All’indomani dell’emanazione dei Regolamenti per la scuola secondaria di II grado il mondo degli addetti ai lavori scopre che gli impianti sottesi al nuovo ordinamento dei Licei è sensibilmente “altro” rispetto a quelli degli Istituti tecnici e dei professionali. Evviva! Ci voleva molto ad immaginare che cercando di mettere insieme gruppi di lavoro legati a scenari culturali e pedagogici diversi (potrebbe anche non essere influente il particolare che siano stati nominati da ministri di opposte appartenenze), scenari mai esplicitati e discussi nel tentativo di trovare una linea comune e condivisa almeno a livello di linguaggio, si sarebbe arrivati a questo punto di strabismo prospettico?

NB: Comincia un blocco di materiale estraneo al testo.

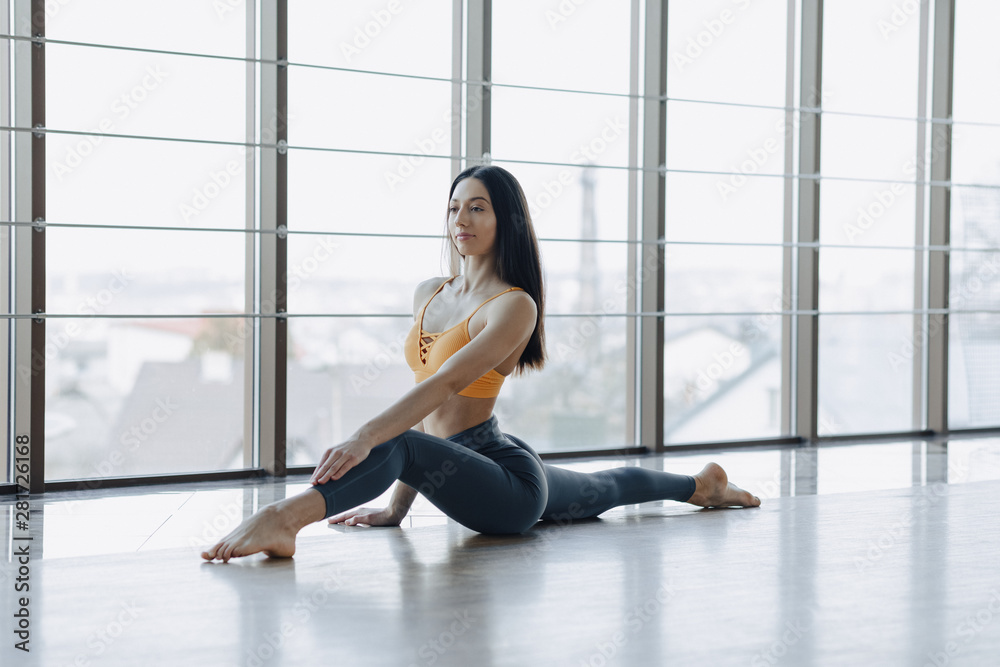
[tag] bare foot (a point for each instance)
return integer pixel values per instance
(268, 530)
(712, 489)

Come dire: un costruttore, non avendo ben chiaro che tipo di palazzo vuole costruire, decide di affidarsi a due architetti diversi, a ciascuno dà un incarico separato, senza costringerli a sedersi intorno ad un tavolo. Certo gli architetti in fase di progettazione sono entrambi molto contenti, il costruttore non ha grane, e un irenico ottimismo imperversa; peccato che il palazzo, alla fine, venga fuori asimmetrico!

 

E qui siamo al punto: per un’azione di riforma della scuola non si tratta di affidarsi all’ultimo pedagogista alla moda né di alimentare inutili antitesi tra “disciplinaristi” e “competenzialisti” (abbandoneremo mai questa persecuzione dello schieramento aut-aut, guelfi o ghibellini, senza alternative?), ma di mettere in campo un’idea, un progetto di scuola e cercare poi di dargli concretezza, con tutti gli indispensabili apporti ed aggiustamenti necessari. Tà eautou pràttein, diceva Platone essere il fondamento della giustizia, fare ciascuno la propria parte: il campo della pedagogia è definito dalla sua stessa etimologia, da quell’agogein che marca lo stacco tra l’educazione (e la scuola) che ci sono e l’educazione (e la scuola) che dovrebbero esserci, per essere davvero al servizio della persona e non il contrario.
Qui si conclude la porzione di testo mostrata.